Passionskonzert mit dem Collegium 1704 in der Annenkirche

Hört man den Namen Scarlatti, denken die meisten vermutlich an den Sohn Alessandro, da dieser durch seine Cembalosonaten auch heute noch im Konzertleben geläufig ist. Ganz anders dagegen sein Bruder Pietro Filippo, dessen Kantaten und Toccaten es noch zu entdecken gilt.
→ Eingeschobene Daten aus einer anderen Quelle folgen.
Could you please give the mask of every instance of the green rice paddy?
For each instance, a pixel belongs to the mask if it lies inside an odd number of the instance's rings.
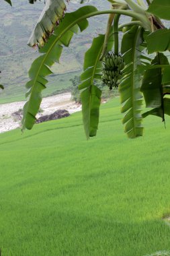
[[[81,113],[0,135],[2,256],[143,256],[170,249],[170,119],[124,134],[119,99],[87,141]],[[169,214],[170,215],[170,214]]]

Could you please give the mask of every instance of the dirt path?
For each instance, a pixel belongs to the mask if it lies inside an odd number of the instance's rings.
[[[81,107],[71,100],[71,93],[65,93],[51,97],[44,98],[41,104],[42,113],[37,115],[52,114],[58,109],[66,109],[69,113],[79,111]],[[0,104],[0,133],[12,130],[20,126],[20,122],[13,117],[11,114],[22,108],[25,102],[17,102]]]

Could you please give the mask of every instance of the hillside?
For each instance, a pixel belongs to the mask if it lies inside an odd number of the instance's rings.
[[[93,3],[99,9],[106,7],[102,0]],[[73,11],[77,6],[70,4],[68,11]],[[37,51],[27,46],[27,42],[43,7],[44,1],[39,1],[34,5],[29,4],[26,0],[13,1],[12,7],[5,1],[1,3],[0,70],[5,90],[0,92],[0,103],[24,99],[28,71],[33,60],[38,56]],[[49,78],[48,88],[44,92],[46,96],[68,90],[71,85],[69,79],[80,73],[84,53],[92,37],[103,32],[106,22],[106,15],[91,19],[89,28],[75,36],[69,49],[65,49],[61,64],[52,68],[54,73]]]
[[[144,256],[169,249],[170,127],[124,135],[119,99],[87,141],[81,114],[0,135],[2,256]]]

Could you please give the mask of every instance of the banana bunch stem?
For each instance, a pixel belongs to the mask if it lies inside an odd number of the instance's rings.
[[[119,54],[119,32],[118,25],[120,14],[116,14],[114,21],[114,53],[116,55]]]
[[[112,5],[111,9],[114,9]],[[110,37],[110,30],[111,30],[111,28],[112,26],[112,23],[114,21],[114,18],[115,15],[116,15],[116,13],[110,13],[109,15],[107,27],[106,27],[106,32],[105,32],[105,34],[104,44],[103,44],[103,50],[102,50],[101,57],[100,57],[100,61],[103,60],[103,57],[104,57],[104,56],[107,52],[108,39]]]

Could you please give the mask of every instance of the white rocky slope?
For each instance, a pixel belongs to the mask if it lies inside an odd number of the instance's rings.
[[[52,114],[58,109],[66,109],[69,113],[79,111],[81,106],[71,100],[71,93],[65,93],[51,97],[44,98],[41,104],[43,113],[41,115]],[[20,127],[20,121],[12,116],[12,113],[22,108],[24,101],[0,104],[0,133],[12,130]]]

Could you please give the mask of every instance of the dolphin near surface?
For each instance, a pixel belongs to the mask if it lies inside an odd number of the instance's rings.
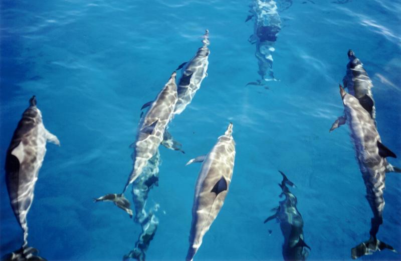
[[[369,112],[376,124],[376,108],[371,91],[373,87],[372,81],[363,68],[363,64],[356,58],[353,51],[348,50],[347,54],[349,62],[347,64],[346,73],[342,79],[344,87],[347,88],[349,94],[358,99],[359,104]],[[333,124],[330,132],[345,122],[343,116],[339,117]]]
[[[174,72],[154,100],[145,104],[142,108],[149,107],[147,112],[142,114],[138,126],[136,140],[131,146],[134,149],[132,170],[122,192],[120,194],[107,194],[98,198],[99,201],[112,201],[119,208],[132,217],[129,202],[124,196],[128,186],[141,174],[148,162],[157,152],[164,138],[167,124],[173,116],[177,102],[177,86]]]
[[[302,216],[297,209],[297,198],[292,194],[287,185],[295,186],[283,172],[279,171],[283,176],[283,181],[279,184],[282,192],[280,196],[284,196],[283,200],[280,202],[280,206],[273,210],[276,213],[268,218],[265,223],[276,219],[280,222],[280,227],[284,242],[283,244],[283,257],[287,260],[306,260],[309,255],[310,248],[304,241]]]
[[[253,18],[255,22],[254,34],[248,41],[256,44],[255,56],[259,67],[258,73],[262,79],[256,84],[263,85],[266,82],[277,80],[273,70],[273,53],[275,50],[274,43],[281,30],[281,20],[274,0],[254,0],[250,7],[251,14],[245,22]]]
[[[208,48],[210,44],[209,30],[206,30],[202,43],[203,45],[198,49],[195,56],[177,68],[182,68],[182,74],[177,87],[178,100],[174,110],[174,114],[180,114],[191,102],[196,91],[200,88],[202,81],[208,75],[210,54]]]
[[[351,131],[351,139],[366,188],[366,198],[373,214],[371,220],[370,238],[352,248],[351,258],[356,259],[385,248],[395,251],[391,246],[377,240],[376,235],[383,222],[385,174],[401,172],[401,169],[387,161],[386,157],[396,158],[395,154],[381,144],[375,122],[369,112],[356,98],[346,92],[341,85],[340,93],[344,104],[343,117]]]
[[[232,132],[233,124],[230,123],[207,154],[193,158],[186,164],[203,162],[195,187],[187,261],[193,258],[228,192],[236,153]]]
[[[5,260],[45,260],[37,250],[28,246],[27,215],[34,200],[34,190],[46,152],[46,144],[60,146],[55,135],[46,130],[35,96],[29,100],[18,123],[6,158],[6,182],[11,207],[23,232],[21,248],[4,257]],[[3,258],[2,258],[3,259]]]

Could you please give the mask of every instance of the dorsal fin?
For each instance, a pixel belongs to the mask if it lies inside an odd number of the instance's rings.
[[[177,68],[175,69],[175,70],[178,70],[179,69],[182,68],[182,67],[183,67],[185,65],[187,62],[182,62],[180,64],[179,64],[179,66],[178,66]]]
[[[227,182],[224,176],[222,176],[218,182],[215,184],[215,186],[212,189],[211,192],[214,192],[216,194],[216,196],[221,192],[227,190]]]
[[[295,246],[294,246],[294,248],[299,246],[302,246],[302,248],[309,248],[309,250],[312,250],[310,249],[309,246],[306,244],[306,243],[305,242],[305,241],[304,241],[303,240],[302,240],[301,238],[299,238],[298,243],[295,244]]]
[[[154,100],[151,100],[150,102],[148,102],[146,104],[144,104],[142,106],[142,108],[141,108],[141,110],[142,110],[142,109],[143,109],[144,108],[146,108],[146,107],[149,107],[149,106],[150,106],[152,104],[153,102],[154,102]]]
[[[377,148],[379,148],[379,155],[381,158],[392,157],[397,158],[394,153],[390,150],[388,148],[381,144],[381,142],[377,140]]]

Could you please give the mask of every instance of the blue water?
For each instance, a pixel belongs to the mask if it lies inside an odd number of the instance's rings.
[[[286,4],[290,1],[283,1]],[[352,48],[373,82],[382,143],[401,156],[401,2],[294,0],[279,14],[275,76],[263,86],[244,22],[250,1],[213,0],[1,2],[0,165],[28,101],[36,95],[49,144],[28,215],[29,244],[49,260],[121,260],[140,226],[111,203],[131,171],[140,108],[210,30],[209,76],[169,131],[185,154],[160,147],[159,186],[148,206],[159,220],[148,260],[182,260],[200,165],[230,122],[237,154],[224,206],[195,260],[279,260],[280,170],[297,188],[313,260],[350,260],[369,238],[372,213],[349,128],[328,130],[343,106],[338,84]],[[343,4],[333,2],[346,2]],[[279,3],[280,2],[279,2]],[[313,3],[314,2],[314,4]],[[390,159],[401,166],[399,159]],[[21,228],[2,168],[0,254],[19,248]],[[387,174],[378,238],[401,252],[401,176]],[[129,194],[127,197],[132,200]],[[271,235],[268,230],[272,230]],[[395,260],[384,250],[364,260]]]

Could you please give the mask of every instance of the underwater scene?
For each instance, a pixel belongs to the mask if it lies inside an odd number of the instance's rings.
[[[401,260],[400,14],[0,0],[1,260]]]

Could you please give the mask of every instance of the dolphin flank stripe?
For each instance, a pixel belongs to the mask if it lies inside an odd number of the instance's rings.
[[[5,166],[7,190],[13,211],[24,232],[21,248],[7,255],[7,260],[45,260],[36,256],[39,252],[37,250],[28,246],[27,215],[34,200],[35,186],[45,158],[46,144],[50,142],[60,146],[60,142],[45,128],[37,103],[36,96],[33,96],[7,150]]]

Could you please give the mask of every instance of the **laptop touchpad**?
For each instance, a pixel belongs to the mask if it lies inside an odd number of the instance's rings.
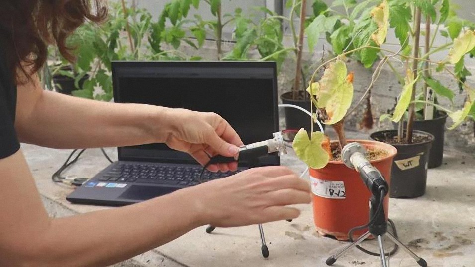
[[[119,198],[135,200],[147,200],[165,195],[180,189],[176,187],[132,185],[124,192]]]

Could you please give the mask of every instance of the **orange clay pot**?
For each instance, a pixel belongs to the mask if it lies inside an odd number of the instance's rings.
[[[388,155],[371,162],[390,184],[392,160],[397,153],[390,145],[369,140],[358,142],[365,148],[378,148]],[[317,231],[321,235],[331,236],[340,240],[347,240],[350,230],[364,225],[369,219],[368,201],[371,193],[363,184],[360,175],[345,166],[343,162],[330,161],[325,168],[310,169],[313,198],[313,218]],[[389,195],[384,199],[384,211],[387,219]],[[355,231],[353,237],[367,229]]]

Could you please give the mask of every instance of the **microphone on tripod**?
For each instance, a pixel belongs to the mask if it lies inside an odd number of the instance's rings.
[[[366,151],[360,144],[353,142],[345,146],[341,157],[347,167],[360,173],[363,183],[373,194],[378,194],[382,190],[384,195],[387,193],[387,182],[381,173],[370,163],[366,157]]]

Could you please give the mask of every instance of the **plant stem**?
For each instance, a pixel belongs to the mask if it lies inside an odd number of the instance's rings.
[[[298,43],[297,46],[297,64],[295,67],[295,80],[293,84],[292,98],[296,100],[300,89],[300,80],[302,79],[302,54],[303,53],[303,34],[305,30],[305,18],[307,0],[302,0],[300,3],[300,29],[298,34]]]
[[[221,3],[218,6],[218,10],[216,12],[216,15],[218,17],[218,22],[216,25],[216,46],[218,53],[218,60],[221,60],[221,54],[222,50],[222,38],[223,38],[223,24],[221,21]]]
[[[417,57],[419,56],[419,40],[421,34],[421,9],[417,7],[416,9],[415,32],[414,38],[414,59],[412,61],[412,72],[414,79],[417,77]],[[411,101],[413,101],[416,98],[416,88],[417,83],[415,83],[412,87],[412,94],[411,95]],[[407,119],[407,128],[406,132],[407,136],[406,141],[408,144],[412,143],[412,130],[414,126],[414,120],[415,117],[415,104],[411,103],[409,106],[409,117]]]
[[[345,136],[344,125],[345,119],[343,119],[333,125],[333,129],[338,135],[338,141],[340,142],[340,147],[342,149],[347,143],[346,137]]]
[[[426,36],[425,36],[425,53],[426,55],[428,55],[429,53],[430,52],[431,48],[431,40],[430,40],[430,22],[431,19],[430,16],[427,16],[426,17]],[[435,33],[437,33],[436,32]],[[434,33],[434,36],[435,36],[435,33]],[[429,59],[429,57],[427,57],[427,59]],[[430,63],[428,61],[425,62],[425,70],[424,71],[424,76],[426,78],[429,78],[430,76],[430,72],[429,71],[429,68],[430,68]],[[427,99],[427,94],[429,86],[427,85],[427,83],[424,81],[424,98]],[[425,119],[432,119],[432,114],[428,114],[430,113],[428,109],[429,106],[427,104],[426,104],[424,106],[424,117]]]
[[[268,59],[270,59],[270,58],[272,58],[274,57],[275,56],[277,56],[277,55],[279,55],[279,54],[281,54],[281,53],[284,53],[284,52],[287,52],[287,51],[290,51],[290,50],[295,50],[295,49],[293,47],[288,48],[285,48],[285,49],[281,49],[280,50],[279,50],[279,51],[276,51],[276,52],[273,53],[272,54],[269,55],[269,56],[266,56],[266,57],[264,57],[261,58],[261,59],[260,59],[259,61],[266,61],[266,60],[268,60]]]
[[[129,19],[127,17],[127,7],[125,6],[125,0],[121,0],[122,9],[124,11],[124,18],[125,19],[125,29],[127,31],[127,35],[129,38],[129,42],[130,44],[130,51],[132,54],[135,53],[135,48],[134,47],[134,42],[132,40],[132,34],[130,33],[130,25],[129,24]]]

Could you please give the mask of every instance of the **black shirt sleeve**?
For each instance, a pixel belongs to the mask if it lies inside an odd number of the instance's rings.
[[[4,55],[0,52],[0,159],[11,156],[20,149],[15,131],[16,87],[10,79]]]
Der Vater der beiden, Alessandro, hat ein reiches Œuvre hinterlassen, zu dem Opernwerke ebenso zählen wie Passionen, Kantaten und Konzerte. Seine Vertonung der Johannespassion stand auf dem Programm des Konzertes am Freitagabend in der Annenkirche.

Nur mit Streichern sowie Orgel und Cembalo für den Basso continuo (im flinken Wechsel: Pablo Kornfeld) und dem Chor des Collegium Vocale 1704 war Václav Luks angereist sowie mit sechs Solisten. Schon seit dem Beginn der »Musikbrücke« lebt die Tradition hier nicht nur in den Werken und deren Herkunft fort, sondern auch in den Musikern, handelt es sich hier wie da doch nicht nur um Gäste aus dem (gar nicht so) fernen Prag, sondern um Musiker aus beiderlei Regionen, zu denen sich immer wieder auch andere, aus Italien beispielsweise, gesellen. Mittlerweile kann man aber auch immer häufiger Studenten erleben, die an der hiesigen Musikhochschule lernen oder lernten, sei es im Chor oder auch, wie jetzt, unter den Solisten.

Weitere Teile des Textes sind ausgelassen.